In terzo luogo, la legge in questione violerebbe la libertà di iniziativa economica (art. 41 Cost.) proprio perché le eventuali restrizioni alla libera iniziativa presuppongono una ragionevole proporzione tra il fine perseguito e il mezzo prescelto, profilo che pare esser assente nella L.R. 20/2024.
Inoltre, la legge regionale sarebbe incompatibile con i principi di imparzialità e buon andamento dell’amministrazione ex art. 97 Cost., perché, nel predisporre una disciplina che impatta in via irragionevole sui procedimenti già definiti, osta alla possibilità di realizzare in via amministrativa il più opportuno bilanciamento di interessi coinvolti.

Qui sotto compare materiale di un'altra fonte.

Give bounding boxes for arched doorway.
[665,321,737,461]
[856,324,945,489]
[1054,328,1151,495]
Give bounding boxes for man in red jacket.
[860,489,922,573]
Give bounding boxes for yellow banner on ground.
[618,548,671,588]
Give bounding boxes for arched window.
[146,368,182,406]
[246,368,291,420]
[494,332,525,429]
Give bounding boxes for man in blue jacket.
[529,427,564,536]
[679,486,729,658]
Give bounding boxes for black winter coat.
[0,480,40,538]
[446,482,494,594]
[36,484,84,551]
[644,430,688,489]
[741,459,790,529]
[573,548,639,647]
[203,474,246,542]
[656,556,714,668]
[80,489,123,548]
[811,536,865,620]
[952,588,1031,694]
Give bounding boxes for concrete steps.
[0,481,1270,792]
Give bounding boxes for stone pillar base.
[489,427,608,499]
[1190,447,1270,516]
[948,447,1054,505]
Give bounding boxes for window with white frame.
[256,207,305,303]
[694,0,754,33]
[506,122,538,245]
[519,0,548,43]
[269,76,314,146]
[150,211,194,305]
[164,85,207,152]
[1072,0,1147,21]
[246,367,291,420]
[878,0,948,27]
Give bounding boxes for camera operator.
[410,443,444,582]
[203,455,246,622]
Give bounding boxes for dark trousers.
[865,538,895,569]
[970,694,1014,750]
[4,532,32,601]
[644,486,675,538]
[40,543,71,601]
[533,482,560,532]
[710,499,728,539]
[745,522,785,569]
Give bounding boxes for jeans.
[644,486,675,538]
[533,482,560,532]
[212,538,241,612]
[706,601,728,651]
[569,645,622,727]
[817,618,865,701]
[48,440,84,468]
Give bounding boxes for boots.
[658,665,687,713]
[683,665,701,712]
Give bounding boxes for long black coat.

Infine, la legge regionale sarda violerebbe l’art. 117 Cost. sotto tre aspetti: (i) mettendo a rischio il raggiungimento degli obiettivi di decarbonizzazione e di transizione energetica fissati a livello europeo, violerebbe gli obblighi derivanti dall’ordinamento comunitario (art. 117, comma 1, Cost.); (ii) nella parte in cui è prevista l’applicazione in aree sottoposte a tutela culturale e paesaggistica, di una procedura differente dal procedimento autorizzatorio della soprintendenza competente, tale legge invaderebbe la competenza legislativa esclusiva dello Stato in materia di tutela dell’ambiente e dei beni culturali (art. 117, comma 2, Cost.); (iii) infine, la legge regionale sarda, che interviene nella materia di legislazione concorrente della “produzione, trasporto e distribuzione dell’energia”, contrasterebbe con i principi fondamentali posti dallo Stato nel d.lgs. 199/2021 (art. 117, comma 3, Cost.).